De triage- en afnamecentra hebben een tweeledige functie[1]:
- De triagefunctie heeft als doel te voorkomen dat spoeddiensten onnodig overstelpt worden én te voorkomen dat te veel mogelijk besmette patiënten zich op het spreekuur van de huisarts zouden aanmelden. Door het opzetten van de triagecentra beoogde men het risico op de verspreiding van het COVID-19-virus te beperken. De patiënt wordt een eerste maal onderzocht door een arts, die bepaalt of een doorverwijzing naar de spoedgevallendienst noodzakelijk is of dat de patiënt thuis mag uitzieken, eventueel na een COVID-19-test. Deze functie wordt georganiseerd door de huisartsenkringen in nauwe samenwerking met de spoedgevallendiensten en kan onder bepaalde voorwaarden (tijdelijk) stopgezet worden wanneer de behoefte vermindert.

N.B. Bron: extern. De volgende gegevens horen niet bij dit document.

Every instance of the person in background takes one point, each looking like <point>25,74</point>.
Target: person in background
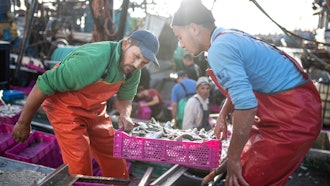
<point>153,99</point>
<point>192,70</point>
<point>197,110</point>
<point>184,88</point>
<point>145,78</point>
<point>274,106</point>
<point>74,93</point>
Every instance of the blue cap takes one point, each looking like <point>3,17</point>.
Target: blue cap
<point>149,44</point>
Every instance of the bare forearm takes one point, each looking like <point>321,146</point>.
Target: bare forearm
<point>33,102</point>
<point>242,124</point>
<point>227,108</point>
<point>125,107</point>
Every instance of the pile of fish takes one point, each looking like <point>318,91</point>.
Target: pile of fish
<point>156,130</point>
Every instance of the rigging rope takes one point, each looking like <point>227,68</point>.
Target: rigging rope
<point>289,34</point>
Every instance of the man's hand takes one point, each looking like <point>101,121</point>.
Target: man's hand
<point>21,132</point>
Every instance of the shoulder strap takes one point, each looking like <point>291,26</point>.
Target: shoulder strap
<point>185,90</point>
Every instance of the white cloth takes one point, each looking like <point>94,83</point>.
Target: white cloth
<point>193,114</point>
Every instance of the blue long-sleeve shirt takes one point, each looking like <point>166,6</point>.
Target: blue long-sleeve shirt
<point>243,65</point>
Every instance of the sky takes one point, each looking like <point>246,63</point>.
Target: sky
<point>244,14</point>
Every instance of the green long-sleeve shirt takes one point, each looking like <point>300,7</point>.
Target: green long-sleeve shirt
<point>85,65</point>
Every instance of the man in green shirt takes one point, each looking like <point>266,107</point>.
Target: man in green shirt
<point>74,94</point>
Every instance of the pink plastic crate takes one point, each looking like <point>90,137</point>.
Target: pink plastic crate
<point>143,112</point>
<point>93,184</point>
<point>196,154</point>
<point>41,148</point>
<point>6,140</point>
<point>12,118</point>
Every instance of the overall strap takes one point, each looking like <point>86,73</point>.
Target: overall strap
<point>106,71</point>
<point>185,90</point>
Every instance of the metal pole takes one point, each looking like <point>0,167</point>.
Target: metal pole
<point>26,36</point>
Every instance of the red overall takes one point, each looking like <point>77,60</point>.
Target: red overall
<point>288,126</point>
<point>84,130</point>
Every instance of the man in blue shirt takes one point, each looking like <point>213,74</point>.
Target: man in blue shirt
<point>274,106</point>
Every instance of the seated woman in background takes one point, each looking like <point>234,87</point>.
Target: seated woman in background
<point>153,99</point>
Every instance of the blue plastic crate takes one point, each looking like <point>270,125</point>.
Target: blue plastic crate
<point>9,95</point>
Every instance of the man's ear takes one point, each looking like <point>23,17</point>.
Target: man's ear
<point>194,28</point>
<point>125,44</point>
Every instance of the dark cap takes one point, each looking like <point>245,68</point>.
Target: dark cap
<point>149,44</point>
<point>192,11</point>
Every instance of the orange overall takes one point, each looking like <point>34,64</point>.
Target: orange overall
<point>288,124</point>
<point>84,130</point>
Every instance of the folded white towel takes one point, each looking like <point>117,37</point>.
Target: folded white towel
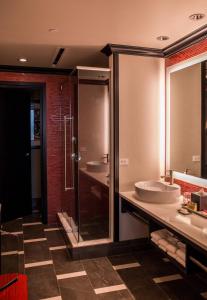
<point>181,253</point>
<point>172,240</point>
<point>162,247</point>
<point>181,245</point>
<point>181,261</point>
<point>163,242</point>
<point>171,248</point>
<point>154,241</point>
<point>159,234</point>
<point>172,254</point>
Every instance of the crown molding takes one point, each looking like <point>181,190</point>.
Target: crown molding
<point>38,70</point>
<point>131,50</point>
<point>181,44</point>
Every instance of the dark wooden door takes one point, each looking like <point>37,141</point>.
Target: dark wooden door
<point>15,158</point>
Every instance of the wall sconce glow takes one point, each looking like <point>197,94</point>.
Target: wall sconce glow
<point>179,66</point>
<point>163,38</point>
<point>162,118</point>
<point>196,17</point>
<point>22,59</point>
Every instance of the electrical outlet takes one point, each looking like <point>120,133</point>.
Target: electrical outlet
<point>124,161</point>
<point>83,149</point>
<point>196,158</point>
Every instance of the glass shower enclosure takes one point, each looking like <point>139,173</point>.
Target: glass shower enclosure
<point>87,157</point>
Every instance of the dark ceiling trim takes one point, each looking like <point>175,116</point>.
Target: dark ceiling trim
<point>131,50</point>
<point>39,70</point>
<point>185,42</point>
<point>93,81</point>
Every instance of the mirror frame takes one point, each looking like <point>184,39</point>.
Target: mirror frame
<point>171,69</point>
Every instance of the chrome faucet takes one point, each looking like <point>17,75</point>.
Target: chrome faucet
<point>187,171</point>
<point>171,176</point>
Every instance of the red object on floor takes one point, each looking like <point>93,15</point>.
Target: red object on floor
<point>17,291</point>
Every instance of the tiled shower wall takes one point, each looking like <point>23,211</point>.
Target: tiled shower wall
<point>57,104</point>
<point>190,52</point>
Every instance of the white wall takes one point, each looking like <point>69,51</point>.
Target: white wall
<point>139,88</point>
<point>185,119</point>
<point>141,95</point>
<point>94,122</point>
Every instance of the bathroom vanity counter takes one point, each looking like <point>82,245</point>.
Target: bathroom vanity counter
<point>167,215</point>
<point>101,177</point>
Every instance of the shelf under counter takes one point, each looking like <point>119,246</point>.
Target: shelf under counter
<point>166,216</point>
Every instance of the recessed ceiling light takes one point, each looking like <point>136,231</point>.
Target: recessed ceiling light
<point>163,38</point>
<point>23,59</point>
<point>196,17</point>
<point>52,30</point>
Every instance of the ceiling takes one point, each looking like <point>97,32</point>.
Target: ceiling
<point>84,27</point>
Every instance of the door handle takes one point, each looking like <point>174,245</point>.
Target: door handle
<point>76,157</point>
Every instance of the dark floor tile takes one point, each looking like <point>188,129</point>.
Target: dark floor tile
<point>122,259</point>
<point>35,217</point>
<point>55,238</point>
<point>118,295</point>
<point>36,251</point>
<point>135,278</point>
<point>179,290</point>
<point>10,264</point>
<point>12,226</point>
<point>154,265</point>
<point>101,273</point>
<point>149,293</point>
<point>53,225</point>
<point>77,288</point>
<point>33,231</point>
<point>197,283</point>
<point>42,282</point>
<point>63,263</point>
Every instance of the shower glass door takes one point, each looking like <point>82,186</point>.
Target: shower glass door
<point>92,148</point>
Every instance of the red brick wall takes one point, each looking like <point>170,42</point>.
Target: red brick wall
<point>194,50</point>
<point>54,130</point>
<point>187,53</point>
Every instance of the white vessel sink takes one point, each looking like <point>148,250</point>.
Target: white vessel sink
<point>157,192</point>
<point>96,166</point>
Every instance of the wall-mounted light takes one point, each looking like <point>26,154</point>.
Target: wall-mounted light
<point>22,59</point>
<point>196,17</point>
<point>163,38</point>
<point>52,30</point>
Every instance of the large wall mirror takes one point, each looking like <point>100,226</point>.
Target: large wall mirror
<point>187,117</point>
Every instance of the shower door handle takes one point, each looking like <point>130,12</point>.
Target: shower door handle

- De afnamefunctie werd aan de centra als tweede functie toegewezen om beter te kunnen voldoen aan de noden en de behoeften van de bevolkingsscreening. Het moet immers mogelijk zijn om de testvraag op te vangen voor elke persoon die voldoet aan de voor het testen gedefinieerde criteria. Dit zijn zowel symptomatische personen als asymptomatische personen die een hoog-risicocontact hadden. Omwille van de versoepeling van de maatregelen betreffende reizen naar het buitenland wordt aan centra gevraagd reizigers te testen.
Er wordt één centrum per 100.000 inwoners opgericht waarbij de medische coördinatie wordt toevertrouwd aan een huisartsenkring (d.i. een vereniging van vertegenwoordigers van huisartsen binnen een specifieke regio). De triagefunctie is gevestigd op één locatie maar de afnamefunctie kan op verschillende locaties worden georganiseerd om de toegankelijkheid van de afnamefunctie en de screening te vergroten.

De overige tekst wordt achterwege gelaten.